Saturday, April 10, 2010

Buying Maps

If you hike, fish, hunt or just like walking in the outdoors, topographic maps are your ticket to finding great places.  In the past, you had to buy these maps individually at outdoor stores and they were pretty pricey.  Now in the computer age, maps are relatively easy to generate and the cost has gone down.  The National Geographic society has taken the public domain maps produced by the United States Geological Survey and put them in an easy to use program.  These are available for each state.  Still expensive, for covering the west but much cheaper than those old paper maps.

For those of you not needing that kind of detail in a map, I recommend the Back Roads Explorer program by National Geographic.  I have.  I know the Amazon reviews were not too flattering, but I have not had issues with the program.  It is a smaller scale than the state series and users were disappointed.  But, if you do not need the level of detail provided in the state series this is a good compromise.

With both products you can attach a GPS unit and it will give you current location.  This is really handy for traveling back roads.  Mapping is good in some areas and rather poor in others.  It appears that they used the Census maps plus some other sources.  Just be careful when traveling out on the backroads.  NEVER substitute your own judgement for what you see on a map!! 

The National Geographic map series appears to be on the verge of being discontinued.  There are rumors that National Geographic will start selling maps individually.  EXPENSIVE.  Anyway, I am sure that someone will repackage the topographic maps into a computer program.  Hopefully, it will be as easy to use as the Topo! programs.

The other big player in computer maps is DeLorme Company.  This is their national edition.  They also split this program into a Western and Eastern US edition.  It appears this map series is based on the DeLorme  Gazetteer paper maps.  So they offer the entire country in a computer program.

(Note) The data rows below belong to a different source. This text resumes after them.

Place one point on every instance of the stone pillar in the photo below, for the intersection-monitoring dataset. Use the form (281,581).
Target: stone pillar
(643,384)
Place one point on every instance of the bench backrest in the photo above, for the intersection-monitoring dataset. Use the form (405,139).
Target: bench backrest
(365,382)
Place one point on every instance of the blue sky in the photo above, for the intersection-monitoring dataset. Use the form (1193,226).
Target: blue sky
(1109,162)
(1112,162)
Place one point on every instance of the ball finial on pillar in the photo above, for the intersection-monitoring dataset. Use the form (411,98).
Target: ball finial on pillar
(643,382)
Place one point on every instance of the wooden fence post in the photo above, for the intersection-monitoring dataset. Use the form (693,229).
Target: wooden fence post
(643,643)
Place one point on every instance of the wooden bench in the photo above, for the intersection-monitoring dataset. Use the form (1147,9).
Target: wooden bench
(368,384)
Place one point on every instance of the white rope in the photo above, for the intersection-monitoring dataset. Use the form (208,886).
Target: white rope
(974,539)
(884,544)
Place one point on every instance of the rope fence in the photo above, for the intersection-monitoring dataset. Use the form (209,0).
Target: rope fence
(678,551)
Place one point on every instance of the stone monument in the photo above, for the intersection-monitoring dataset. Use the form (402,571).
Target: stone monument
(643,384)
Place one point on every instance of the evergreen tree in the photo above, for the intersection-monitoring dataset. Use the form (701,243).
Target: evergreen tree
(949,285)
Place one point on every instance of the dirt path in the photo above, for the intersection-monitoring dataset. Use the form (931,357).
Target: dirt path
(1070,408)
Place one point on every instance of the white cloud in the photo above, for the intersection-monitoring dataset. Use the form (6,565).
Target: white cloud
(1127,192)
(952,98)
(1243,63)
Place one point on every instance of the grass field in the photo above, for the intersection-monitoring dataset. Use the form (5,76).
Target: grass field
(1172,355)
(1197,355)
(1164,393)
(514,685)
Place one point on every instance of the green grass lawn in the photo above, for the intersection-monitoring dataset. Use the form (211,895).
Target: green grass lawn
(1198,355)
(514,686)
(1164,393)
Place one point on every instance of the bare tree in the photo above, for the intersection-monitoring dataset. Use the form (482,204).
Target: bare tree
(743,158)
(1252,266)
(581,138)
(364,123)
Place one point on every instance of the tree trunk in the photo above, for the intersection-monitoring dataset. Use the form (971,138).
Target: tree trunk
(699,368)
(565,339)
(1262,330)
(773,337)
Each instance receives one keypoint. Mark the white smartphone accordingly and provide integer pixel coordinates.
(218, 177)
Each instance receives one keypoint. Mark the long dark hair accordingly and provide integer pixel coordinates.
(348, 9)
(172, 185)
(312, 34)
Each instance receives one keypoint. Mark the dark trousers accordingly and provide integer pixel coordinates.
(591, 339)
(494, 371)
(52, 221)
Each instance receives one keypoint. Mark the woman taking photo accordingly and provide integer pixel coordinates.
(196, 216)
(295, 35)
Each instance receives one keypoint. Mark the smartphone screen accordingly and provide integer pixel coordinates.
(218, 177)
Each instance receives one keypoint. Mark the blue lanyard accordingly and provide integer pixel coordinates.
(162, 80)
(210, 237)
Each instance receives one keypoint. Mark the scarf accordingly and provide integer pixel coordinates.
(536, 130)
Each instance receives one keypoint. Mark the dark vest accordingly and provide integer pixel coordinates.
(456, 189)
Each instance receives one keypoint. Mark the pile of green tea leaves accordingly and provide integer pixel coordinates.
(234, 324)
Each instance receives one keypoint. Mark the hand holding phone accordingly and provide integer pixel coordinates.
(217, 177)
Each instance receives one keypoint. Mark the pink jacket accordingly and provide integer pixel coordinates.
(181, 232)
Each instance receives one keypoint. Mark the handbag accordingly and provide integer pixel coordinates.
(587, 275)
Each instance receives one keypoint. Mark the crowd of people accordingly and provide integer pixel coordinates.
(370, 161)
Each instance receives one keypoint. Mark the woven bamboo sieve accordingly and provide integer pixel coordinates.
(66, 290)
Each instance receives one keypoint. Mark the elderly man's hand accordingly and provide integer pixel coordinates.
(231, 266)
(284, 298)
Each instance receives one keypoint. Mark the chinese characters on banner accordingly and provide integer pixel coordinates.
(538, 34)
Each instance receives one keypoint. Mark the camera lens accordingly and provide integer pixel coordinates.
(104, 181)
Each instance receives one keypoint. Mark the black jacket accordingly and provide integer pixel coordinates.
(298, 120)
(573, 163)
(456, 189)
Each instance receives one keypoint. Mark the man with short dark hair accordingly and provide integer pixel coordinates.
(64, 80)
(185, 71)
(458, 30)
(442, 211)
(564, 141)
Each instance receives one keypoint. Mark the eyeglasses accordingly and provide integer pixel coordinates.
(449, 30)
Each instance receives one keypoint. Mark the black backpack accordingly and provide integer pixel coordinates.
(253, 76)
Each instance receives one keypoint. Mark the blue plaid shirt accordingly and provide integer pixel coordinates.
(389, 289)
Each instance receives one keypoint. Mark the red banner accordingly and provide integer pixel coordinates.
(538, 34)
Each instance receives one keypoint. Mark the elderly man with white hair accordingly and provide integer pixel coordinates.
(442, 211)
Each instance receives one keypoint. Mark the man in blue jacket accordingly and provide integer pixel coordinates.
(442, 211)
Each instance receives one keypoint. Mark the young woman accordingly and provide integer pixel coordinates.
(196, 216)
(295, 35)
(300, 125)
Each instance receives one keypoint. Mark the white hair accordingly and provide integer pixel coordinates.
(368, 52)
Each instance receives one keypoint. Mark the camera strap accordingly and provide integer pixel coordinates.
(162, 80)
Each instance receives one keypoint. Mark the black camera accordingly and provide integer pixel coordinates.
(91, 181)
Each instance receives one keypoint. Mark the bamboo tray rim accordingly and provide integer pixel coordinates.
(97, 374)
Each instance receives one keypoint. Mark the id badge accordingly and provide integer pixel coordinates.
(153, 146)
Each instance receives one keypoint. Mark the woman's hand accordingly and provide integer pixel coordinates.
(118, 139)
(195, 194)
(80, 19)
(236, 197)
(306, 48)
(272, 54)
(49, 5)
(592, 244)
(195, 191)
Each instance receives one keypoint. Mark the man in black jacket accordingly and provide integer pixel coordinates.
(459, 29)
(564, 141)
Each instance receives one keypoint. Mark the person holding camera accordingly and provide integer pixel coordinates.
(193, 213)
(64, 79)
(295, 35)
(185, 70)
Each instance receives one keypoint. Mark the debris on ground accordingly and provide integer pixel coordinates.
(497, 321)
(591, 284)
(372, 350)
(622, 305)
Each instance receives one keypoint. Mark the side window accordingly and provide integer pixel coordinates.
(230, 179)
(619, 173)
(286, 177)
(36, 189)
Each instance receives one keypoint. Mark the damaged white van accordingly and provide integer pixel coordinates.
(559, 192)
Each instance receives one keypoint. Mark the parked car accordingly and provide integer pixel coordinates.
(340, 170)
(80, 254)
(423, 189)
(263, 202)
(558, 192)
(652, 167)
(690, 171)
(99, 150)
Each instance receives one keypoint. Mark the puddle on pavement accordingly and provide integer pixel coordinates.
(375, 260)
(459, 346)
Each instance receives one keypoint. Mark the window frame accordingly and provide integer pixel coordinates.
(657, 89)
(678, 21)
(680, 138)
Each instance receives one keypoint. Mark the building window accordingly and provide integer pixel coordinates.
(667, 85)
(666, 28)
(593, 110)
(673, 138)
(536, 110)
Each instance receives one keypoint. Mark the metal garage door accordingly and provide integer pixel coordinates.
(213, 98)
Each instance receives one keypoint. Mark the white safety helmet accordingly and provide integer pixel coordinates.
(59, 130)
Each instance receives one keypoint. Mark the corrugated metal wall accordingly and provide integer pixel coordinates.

Again, you can connect a GPS unit to these computer programs.  I do not like the DeLorme interface, mileage information was often inaccurate.  The National Geographic interface is much simpler and easier to learn.  However, this is the lastest version from DeLorme; and it looks like National Geographic is exiting the field!

Of course, I can't forget paper maps.  Well, you can buy the DeLorme Atlas and Gazetteer for each state.  These appear to be based on the Census maps.  Great detail in rural areas, very poor detail on National Forest and BLM lands.  Many people carry these.  They are handy in areas of public land that are intermixed with rural areas.  Benchmark Press also makes a similar series of maps.  Take a look at both and see which you prefer.

Ok, so now we are down to Forest Service maps.  You can purchase these from various stores or on-line at Amazon.  Our recommendation is that you buy them from the Ranger Stations or Supervisor's Offices.  The prices are generally better, they carry the Firemen's maps, if available, and you can ask questions and pick up brochures.